Head and neck cancer Cancer can occur in any of the over 30 different tissues or organs in the head and neck area. Worldwide, approximately 500,000 new cases of head and neck cancer are diagnosed each year [1, 2], and about half of these patients will eventually die of this disease [3]. Head and neck cancer is more com-mon in men than in women. It is diagnosed mostly in people over the age of 50 and is likely to be caused by lifestyles and habits (such as use of tobacco and alcohol), whereas a few are caused by genetic factors. Subclasses are carcinoma, sarcoma, lymphoma and melanoma, of which carcinoma is the most common type.

In this thesis, we have focused mainly on head and neck squamous cell carcinoma (HNSCC), and to some extent thyroid anaplastic carcinoma.

Squamous cell carcinoma About 85% of all head and neck tumours are carcinomas. This cancer type originates in the epithelium, the cells that form the lining of the mouth, nose, throat or ear, or the surface layer covering the tongue.

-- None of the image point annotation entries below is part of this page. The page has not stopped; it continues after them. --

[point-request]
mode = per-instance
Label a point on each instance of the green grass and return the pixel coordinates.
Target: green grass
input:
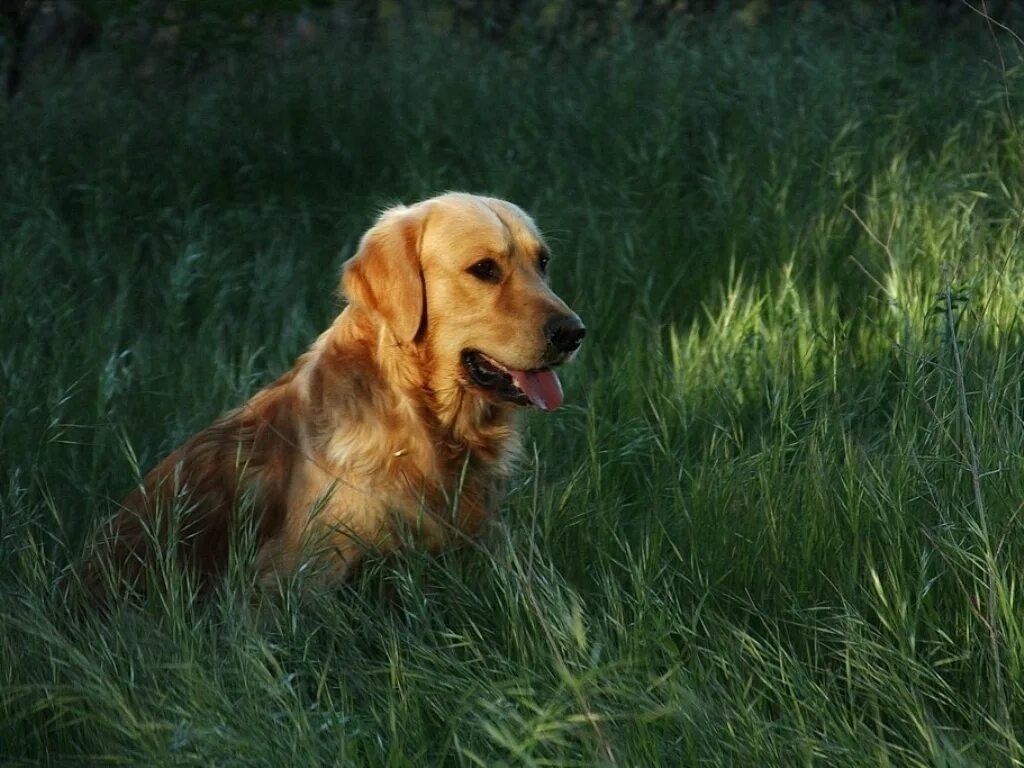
(751, 538)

Squamous cell carcinoma is the predominant histological type among car-cinomas, accounting for approximately 5% of all malignant neoplasms in Europe and the USA [4]. Even though the early stages of the disease are associated with a good prognosis, there is still a high failure rate for the more advanced stages, locally as well as at distant sites [5]. An effective adjuvant systemic therapy for minimal residual disease is therefore needed to improve the survival rate for this patient category.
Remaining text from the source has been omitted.